We’re told as we set off that we won’t be seeing much because it’s mating season, and it’s hot, so the females will be tucked away in cool corners away from view. But everywhere we look there are dragons. Their long, craggy bodies lumbering along on wide-set, muscular legs. Their forked tongues lazily grazing the dry leaves. Before we leave, we’re invited to crouch in front of one of the large females, close enough to reach back and touch her, one at a time, while our guide takes a photo. (An admittedly awesome photo were it not for the unmistakable terror in our eyes.)
The next morning we wake on the waves with a warm, salty breeze blowing off the sea. After breakfast, we’re ferried to an island for a short viewpoint hike. Then we return to the boat and head to Komodo Island.
On Komodo Island, we come across our first male Komodo Dragon. He’s draped over a large hunk of cement, snoozing peacefully near a couple of females. Our guard, even more relaxed than the previous one, beckons us to come closer and closer until we’re in the circle of them. We hear a rustling in the trees and another huge male waddles out of the shadows, stomping towards us with a menacing glare. We draw back behind a scrappy tree and wait as the two males size each other up, getting closer and closer until their tongues are practically touching and then, after a moment of quiet hissing, they lunge at each other, jerking back on their hind legs and throwing their huge bodies together belly-first, their arms flailing. (It’s actually a pretty awkward-looking fight for a couple of vicious beasts.) The guard waves at us to get closer, and we creep reluctantly forward. The battle rages on for a few minutes, and then one of them sprints off with the larger one running behind, their boxy legs careening across the dry grass at an impressive speed. Our guide lets out a maniacal whoop and beckons for us to run along behind them, cameras and phones held aloft. After a short-lived chase, the first one scampers off and the larger one huffs triumphantly, and lumbers back to his hard-earned cement stoop among his harem, lying unperturbed in the dust alongside him.

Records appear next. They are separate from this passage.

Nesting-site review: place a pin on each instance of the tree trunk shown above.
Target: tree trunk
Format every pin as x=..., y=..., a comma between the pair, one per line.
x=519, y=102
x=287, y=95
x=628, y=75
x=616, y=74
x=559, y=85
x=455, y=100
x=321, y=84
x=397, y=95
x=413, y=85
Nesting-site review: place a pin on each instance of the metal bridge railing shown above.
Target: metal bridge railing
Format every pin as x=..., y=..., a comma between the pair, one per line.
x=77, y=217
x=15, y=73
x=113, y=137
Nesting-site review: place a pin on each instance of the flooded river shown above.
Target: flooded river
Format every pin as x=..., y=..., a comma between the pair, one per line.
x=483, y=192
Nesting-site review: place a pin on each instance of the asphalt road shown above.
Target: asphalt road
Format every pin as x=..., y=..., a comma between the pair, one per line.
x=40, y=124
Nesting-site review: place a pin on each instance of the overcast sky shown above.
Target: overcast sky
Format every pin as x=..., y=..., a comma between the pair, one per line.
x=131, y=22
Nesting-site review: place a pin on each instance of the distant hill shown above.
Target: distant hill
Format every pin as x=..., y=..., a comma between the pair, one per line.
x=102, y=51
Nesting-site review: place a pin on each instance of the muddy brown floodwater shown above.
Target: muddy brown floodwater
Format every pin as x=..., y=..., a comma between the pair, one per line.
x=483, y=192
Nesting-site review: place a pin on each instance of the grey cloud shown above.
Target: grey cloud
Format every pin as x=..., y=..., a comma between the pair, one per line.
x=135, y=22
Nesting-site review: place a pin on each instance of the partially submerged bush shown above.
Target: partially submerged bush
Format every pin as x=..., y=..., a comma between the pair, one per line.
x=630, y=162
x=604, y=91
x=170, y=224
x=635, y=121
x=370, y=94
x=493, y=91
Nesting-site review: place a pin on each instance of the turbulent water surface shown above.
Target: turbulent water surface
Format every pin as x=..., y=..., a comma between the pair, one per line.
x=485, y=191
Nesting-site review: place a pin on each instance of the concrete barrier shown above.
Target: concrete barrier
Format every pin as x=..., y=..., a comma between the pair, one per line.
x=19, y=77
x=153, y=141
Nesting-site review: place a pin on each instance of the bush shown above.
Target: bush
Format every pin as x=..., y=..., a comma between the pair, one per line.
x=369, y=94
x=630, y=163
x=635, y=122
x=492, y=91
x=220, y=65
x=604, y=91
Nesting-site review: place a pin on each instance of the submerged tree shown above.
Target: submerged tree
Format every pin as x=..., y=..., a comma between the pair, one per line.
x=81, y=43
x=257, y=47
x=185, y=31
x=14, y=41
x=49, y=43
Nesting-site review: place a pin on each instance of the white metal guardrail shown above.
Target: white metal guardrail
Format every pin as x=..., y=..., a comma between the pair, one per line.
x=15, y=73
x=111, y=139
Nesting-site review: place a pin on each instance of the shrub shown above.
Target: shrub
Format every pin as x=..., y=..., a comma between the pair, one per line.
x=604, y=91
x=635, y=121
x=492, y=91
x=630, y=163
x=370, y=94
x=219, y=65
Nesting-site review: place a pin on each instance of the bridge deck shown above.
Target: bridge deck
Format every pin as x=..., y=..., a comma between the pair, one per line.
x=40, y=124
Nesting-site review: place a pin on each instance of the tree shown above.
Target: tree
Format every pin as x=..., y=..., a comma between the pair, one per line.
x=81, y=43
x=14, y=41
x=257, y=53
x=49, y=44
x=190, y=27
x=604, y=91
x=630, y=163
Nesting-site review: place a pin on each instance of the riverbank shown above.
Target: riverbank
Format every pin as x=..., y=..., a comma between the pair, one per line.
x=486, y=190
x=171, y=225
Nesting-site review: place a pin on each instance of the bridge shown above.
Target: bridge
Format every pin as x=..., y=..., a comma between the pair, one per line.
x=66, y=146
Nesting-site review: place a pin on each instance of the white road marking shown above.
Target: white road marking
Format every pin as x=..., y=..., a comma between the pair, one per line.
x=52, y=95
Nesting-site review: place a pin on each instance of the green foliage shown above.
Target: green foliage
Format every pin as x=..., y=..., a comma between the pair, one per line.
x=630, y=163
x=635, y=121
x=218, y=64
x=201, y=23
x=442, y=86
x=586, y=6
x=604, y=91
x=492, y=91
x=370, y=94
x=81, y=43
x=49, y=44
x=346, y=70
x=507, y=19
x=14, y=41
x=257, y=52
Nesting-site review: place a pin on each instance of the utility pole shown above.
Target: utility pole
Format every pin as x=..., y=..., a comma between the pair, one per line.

We return to our boat for dinner, drawing into a secluded bay as the sun sets behind it. Despite the tiny open kitchen on the back of the boat, the dinners are generous and tasty and enjoyed family style. We sit on the bow of the ship enjoying the sunset, and then climb up to the top deck with cold beers, cracking them open under a cotton-candy sky, watching as the the first of the night’s stars glimmer through. Later in the night, there’s a commotion on the lower deck. We clamber down the steps to find some of the crew hung over the side of the boat with fishing rods and flashlights. One after another, they begin to pull the ghostly, gelatin bodies of large squid into the air. We cheer and squeal as they’re swung expertly into a bucket, convulsing and spurting black oily liquid across the deck. But then, the group goes quiet as their wriggling slows, their colour flickering and fading out until they’re just floppy white ghosts. And the plate of fried calamari served with lunch the following day goes virtually untouched.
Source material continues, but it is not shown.